Varias líneas de colectivos transitan por esa calle, y otras tantas por Paraná, y, como si fuera poco, está a doscientos metros de la Estación Tribunales del subte, línea D.
Sin embargo, tantas facilidades no le sirven para nada.
Susy no va a ese supermercado ni a ningún otro, no tiene cuentas en ningún banco ni frecuenta clubs de ninguna especie, sean o no universitarios. Tampoco sube jamás a ningún colectivo, y menos aún desciende a ningún subterráneo. En rigor de verdad, y para decirlo de una vez, Susy no va a ningún lado, es decir casi a ningún lado, porque los dos -uno y dos- lados a los que Susy va, son, ¿quién puede dudarlo? muy pocos lados. Dos es el mínimo del plural. Uno de los dos lados, entonces, es el bar de la esquina, adonde llega con su termo en la mano para pedir agua caliente en el mostrador. En tanto, mientras se ausenta deja sus pertenencias en dos negras bolsas de consorcio, y pone un cartel -¡Dios mío!- pidiendo que no le roben nada.

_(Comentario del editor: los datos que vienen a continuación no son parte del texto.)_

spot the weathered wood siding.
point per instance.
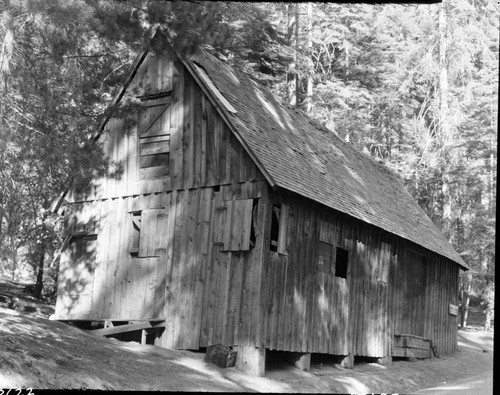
(190, 267)
(424, 286)
(389, 289)
(203, 152)
(193, 246)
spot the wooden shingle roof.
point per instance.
(299, 155)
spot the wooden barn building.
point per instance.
(239, 221)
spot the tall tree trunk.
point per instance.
(293, 36)
(37, 292)
(309, 50)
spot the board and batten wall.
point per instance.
(389, 288)
(182, 268)
(187, 271)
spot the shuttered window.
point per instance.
(145, 237)
(154, 136)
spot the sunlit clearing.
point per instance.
(199, 366)
(10, 380)
(260, 384)
(270, 109)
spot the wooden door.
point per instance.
(76, 276)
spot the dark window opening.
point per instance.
(275, 227)
(154, 137)
(341, 258)
(253, 237)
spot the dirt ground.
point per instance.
(39, 353)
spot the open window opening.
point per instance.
(236, 225)
(325, 257)
(275, 227)
(253, 237)
(341, 259)
(279, 218)
(154, 136)
(136, 233)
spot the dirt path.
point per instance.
(38, 353)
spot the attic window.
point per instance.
(341, 259)
(154, 136)
(325, 257)
(136, 233)
(278, 228)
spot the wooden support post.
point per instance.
(348, 362)
(301, 360)
(251, 360)
(385, 361)
(108, 323)
(304, 362)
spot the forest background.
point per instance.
(414, 86)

A esta altura, muchos habrán adivinado. Podríamos decir, con esa facilidad para el eufemismo hipócrita del relamido lenguaje burocrático, que Susy está en “situación de calle”. No, para nada. Susy no está en ninguna “situación de calle”. Si Susy pudiera reírse de algo, se reiría a carcajadas de esta definición, porque ella está absoluta, concreta y totalmente en la calle. Más en la calle no se puede estar.

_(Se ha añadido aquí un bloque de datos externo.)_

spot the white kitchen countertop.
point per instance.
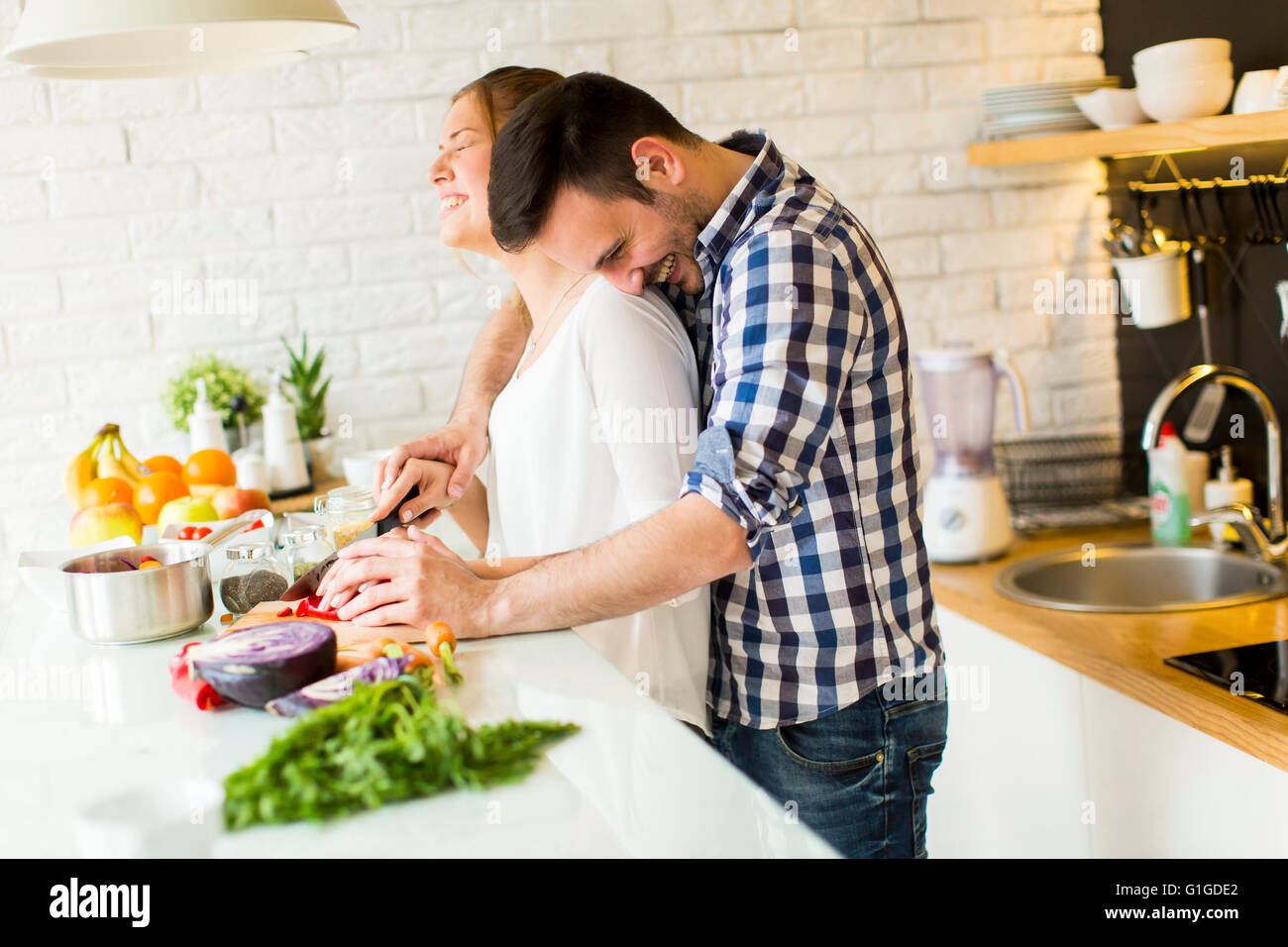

El segundo y último lado al que concurre Susy, es un umbral de Montevideo, ahí nomás a la vuelta, adonde pernocta -quien sabe por que- alguna que otra noche, como quien dice, para salir de la rutina. Deja entonces su cubil habitual, que es el mínimo vano de una puerta clausurada (0,80 m x 0,60 m), entoldado púdicamente con un plástico opaco de suciedad, y allí retorna a primera hora de la mañana. Luego de cerciorarse que todo está en orden, se instala sobre su gastado piso de mármol, protegida del mundo exterior por su inviolable plástico mugriento, y se sumerge en sus también inviolables pensamientos. En ciertas ocasiones, Susy discurre en voz alta, a veces demasiado alta, sobre diversas cuestiones de la actualidad nacional. En otras se exalta y poniéndose de pie, discute ardorosamente en la vereda con interlocutores invisibles, al parecer desafiantes y malignos, a los que apostrofa y maldice hasta quedar exhausta.

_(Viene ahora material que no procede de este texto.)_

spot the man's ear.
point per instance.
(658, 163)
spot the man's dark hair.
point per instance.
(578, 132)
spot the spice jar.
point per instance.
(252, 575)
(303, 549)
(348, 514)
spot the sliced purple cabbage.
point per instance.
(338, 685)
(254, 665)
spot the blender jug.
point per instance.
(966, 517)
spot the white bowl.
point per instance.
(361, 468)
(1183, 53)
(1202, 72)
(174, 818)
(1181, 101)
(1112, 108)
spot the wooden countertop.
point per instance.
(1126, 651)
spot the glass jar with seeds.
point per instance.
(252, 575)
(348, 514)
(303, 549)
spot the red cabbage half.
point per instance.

No pide nada. Si alguien, espontáneamente, le da dinero, lo acepta indiferente, sin mostrar sentimiento alguno.
En las manzanas comprendidas entre Cerrito, Callao, Córdoba y Corrientes, hay, aproximadamente, unas cincuenta personas en esas condiciones. A veces solos, otros con colchones con criaturas y perros fraternos, con ciertas instalaciones de maltrechas arquitecturas de plásticos, maderas y cartones que evidencian un patético deseo de mejorar, de alterar la implacable realidad de la existencia…
¿Cuántos de estos seres habrá en nuestra ciudad, si contamos los que viven en plazas, subterráneos, bajo los puentes, en árboles, al lado de las vías del tren, en coches abandonados…?
Y la pregunta del millón es: ¿Por qué cada vez hay más? Es muy difícil en este tipo de cuestiones no cruzar las fronteras de la política y la corrupción, así que damos un paso al costado, para ir a un hecho reconfortante: Existen grupos de gente que se reúne para asistir a tantos desventurados que viven en las calles.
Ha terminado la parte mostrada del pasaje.